As a friend emailed recently, “I don’t know what makes you bleed your life all over the internet, but it’s compelled me to read what you have had to say since 1998.” Well, I do what I do. No doubt there will continue to be blood in the Intertubes for quite some time. But I seem to be done with the chronicles themselves for now. I’m sure there’s lots more to write about, and I will. There has to be at least one more, no matter what.
Meanwhile, I spontaneously wrote this month’s Horse Fly column on the very same subject. There’s something very satisfying about having this in print all over northern New Mexico, boy howdy. It was a challenge distilling 11 lengthy blog posts into an 800-word newspaper column, but I did it, and it’s even funny. Excellent transmutation too, if I do say myself. For those of you who havent read any of the chronicles, the following is the safest way to get caught up:
THE DEVIL ON KINNEY ROAD
by John H. FarrJust before my birthday, my 87-year-old mother called me from the hospital in Tucson to say that she was “dying.” Figuring that if she could use the phone, the end might not be so near, I played it cool:
“Well, what do you want me to do?”
“COME DOWN AND HAVE ME CREMATED!” she yelled, “and DON’T FORGET THE COUPON!”
She had a discount coupon for cremation, I remembered, from the same funeral home that had turned the old man into a shoebox full of cinders. (Burn one, get one free?! Arizona at the gates of hell…)
“All right, all right. You just try and take it easy. And let me talk to Mary.”
My younger sister Mary, a registered nurse, had driven to Tucson from L.A. the night before, after hearing of Helen’s hospitalization for severe pneumonia. I learned a lot of things, and none of them were good. The old woman had been in terrible pain for at least a week, refusing to let my brother take her to the emergency room. But on Monday, the cleaning lady arrived: “My God, Helen, you have to go to the hospital!” So boom, off they went. Not only did she have pneumonia, but something else, a hardened mass of crud inside her chest that kept her lungs constricted. The surgeon wanted to operate and chisel it away, but Mary and my mother nixed that: no extraordinary measures, not at her age.
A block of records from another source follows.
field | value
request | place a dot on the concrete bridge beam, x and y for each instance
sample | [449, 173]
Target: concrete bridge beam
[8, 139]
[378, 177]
“Well?? It’s bad, but is she really dying?”
Apparently this was something of a crapshoot, since no one could say. The immediate crisis, however, was that Helen had been trying to escape until they locked her in. Furthermore, since my sister was there for an indefinite stay and my brother lived a block away, the hospital wanted to release her into home care (us). I asked if it was time for me to come. “Maybe you’d better,” she said. “I don’t know how much longer I can handle this.”
That was the high point of the next 10 days. The following afternoon, I headed down to the Paseo and signed up for a rental car, a little Chevy Cobalt painted black. Naturally, I balked.
“I have to go to Tucson, Arizona in the middle of August, and all you have is BLACK?!”
”I can get you something else if you want to wait,” the helpful management trainee said. I looked around the office. There were two other people sitting at desks behind the counter reading newspapers. Somewhere a fan was blowing noisily, and a fly kept trying to seek shelter in my nose. Back in Tucson, Helen was sitting in a rotten little trailer with an IV in her arm, and overnight my sister had emailed me that by the way, they’d also diagnosed her with dementia. Big surprise there, but now it was official. I knew I was utterly doomed.
“No, no. I’ll take it,” I said, rolling my eyes.
Ten minutes later I was back: the right front tire had 58 pounds of air (!) and the wheel cover was on crooked, blocking the valve. I let everyone know how pleased I was—they fixed the tire, and I was on my way.
When I rolled into Tucson at midnight, it was 92 degrees. I bedded down in a spare room in another mobile home my mother owned, expecting to check in on Helen in the morning. At 6:30 a.m., my cell phone rang. It was my dear wife, back in Taos:
“Sweetie, I know you’re not up yet, and I hate to be the one to tell you this, but I just looked at my email, and Mary has left.”
AAGHHH!
It was true. One day at home with Helen had been too much, and my sister had bugged out at four in the morning, heading back to California in a suicidal guilty fit. It was also her birthday! I understood completely, having stayed away from Tucson for at least two years myself, but this was a major disaster, or so I thought. The real calamity, as it turned out, was Helen, batshit crazy and mean as hell, refusing to go to a nursing home. That afternoon, it hit 103.
* * *Ten days later, I was back in Taos after Helen threw me out.
A week after that, I was still a wreck, sitting in the back yard drunk at 2:00 p.m. on Labor Day, playing a song I’d just written on my bouzouki over and over for three hours straight: “Mother Don’t Kill Me,” it’s called, quite the little Appalachian death-stomp ditty. It won’t help Helen, but it might help me.
(I ain’t NEVER goin’ back, of course, unless that coupon is still valid.)